The hospice gave us hope

Date Published: 21st December 2016

“Pat was originally diagnosed with breast cancer in 2003, but was eventually given the all clear after successful specialist treatment. Following an investigation for back pain in 2010, Pat was finally diagnosed with secondary cancer in her bones in early 2011.

Naturally we were devastated when the diagnosis was delivered, but Pat was more concerned about how her children would react to the news and how they would cope.

 At first everybody was in a state of shock, but personally with strong faith I felt that together as a family we would face the illness full on and support Pat all the way.

Initially Pat had a series of concentrated radiotherapy, followed by four series of chemotherapy across a three-year period. Pat reacted well to the treatment which most certainly contributed to her surviving beyond the six months’ life expectancy she was originally given.

Mid-way through Pat’s last chemotherapy, her condition worsened and instead of continuing with treatment, Pat’s Doctor and Macmillan Nurse suggested a period of care at Teesside Hospice to help tend to Pat’s current symptoms.

Pat had always known about Teesside Hospice having fundraised for the charity with her work colleagues in the past, but she was frightened at the prospect of going to the Hospice as she felt that once she got there, she wouldn’t return home again.

To this day I’m convinced that the three weeks of care Pat received within the Hospice is what gave her the strength and further determination to come home and spend her final weeks surrounded by her family.

As Pat’s illness progressed, she found it increasingly difficult to complete general day to day tasks such as getting up and down the stairs. The care and support offered to Pat by Hospice staff to help with such tasks was second to none.
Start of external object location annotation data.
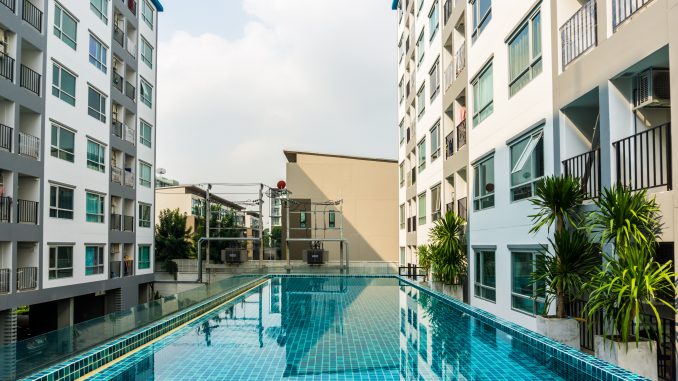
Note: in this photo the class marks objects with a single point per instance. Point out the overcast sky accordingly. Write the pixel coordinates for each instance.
(241, 80)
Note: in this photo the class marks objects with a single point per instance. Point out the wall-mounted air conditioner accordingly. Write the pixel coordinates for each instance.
(652, 89)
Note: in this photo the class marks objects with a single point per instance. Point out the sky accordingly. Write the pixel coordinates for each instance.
(241, 80)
All Hospice staff took the time to get to know myself and Pat’s kids, offering emotional support when we needed it most. Arrangements were also made to help equip us at home to make Pat as comfortable as possible including a chairlift being fitted and an assortment of support tools provided.
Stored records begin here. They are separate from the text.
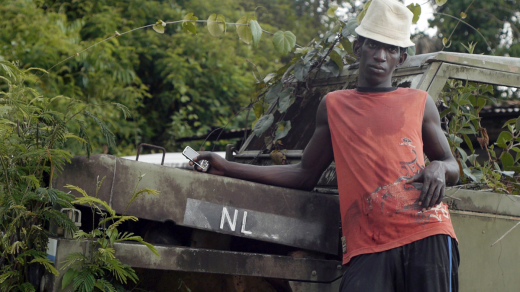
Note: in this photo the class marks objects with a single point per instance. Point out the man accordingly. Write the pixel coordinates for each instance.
(397, 233)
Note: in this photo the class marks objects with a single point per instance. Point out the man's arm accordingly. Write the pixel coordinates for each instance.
(316, 157)
(443, 168)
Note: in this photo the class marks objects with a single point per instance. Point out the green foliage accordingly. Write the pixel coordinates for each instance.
(497, 21)
(102, 270)
(33, 129)
(284, 42)
(218, 28)
(463, 102)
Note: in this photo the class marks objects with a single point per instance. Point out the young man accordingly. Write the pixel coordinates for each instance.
(397, 233)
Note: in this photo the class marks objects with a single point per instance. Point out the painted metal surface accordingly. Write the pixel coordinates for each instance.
(226, 262)
(285, 216)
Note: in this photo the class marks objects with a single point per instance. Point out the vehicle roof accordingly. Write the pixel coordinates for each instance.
(511, 64)
(172, 159)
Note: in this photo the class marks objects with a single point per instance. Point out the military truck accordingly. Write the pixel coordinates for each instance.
(225, 234)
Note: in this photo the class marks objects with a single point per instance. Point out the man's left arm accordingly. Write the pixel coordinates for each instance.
(443, 168)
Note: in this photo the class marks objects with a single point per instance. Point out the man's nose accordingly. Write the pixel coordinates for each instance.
(380, 55)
Setting realistic goals and problem solving helped Pat deal with her increasing anxiety over how her children (albeit in their 20s) were going to cope. I feel this was important for keeping Pat calm and focused on managing her illness as it progressed.

Pat passed away peacefully at home on 27th December 2014, eight weeks after her time spent in the Hospice. No words can describe how much I wish Pat was still here today. However, I feel comforted by the fact that Pat received the best possible care she could at Teesside Hospice.

When our world came crashing down, the Hospice gave us hope and did everything they could to ensure Pat had the physical and mental strength to be able to return home for the final weeks of her life. It also meant that she was here for her twin boys’ birthday, as well as Christmas Day with the family and for that I will be eternally grateful.

 Due to the exceptional care and support Pat and our family received, it has motivated us to raise vital funds for this amazing place in Pat’s memory.”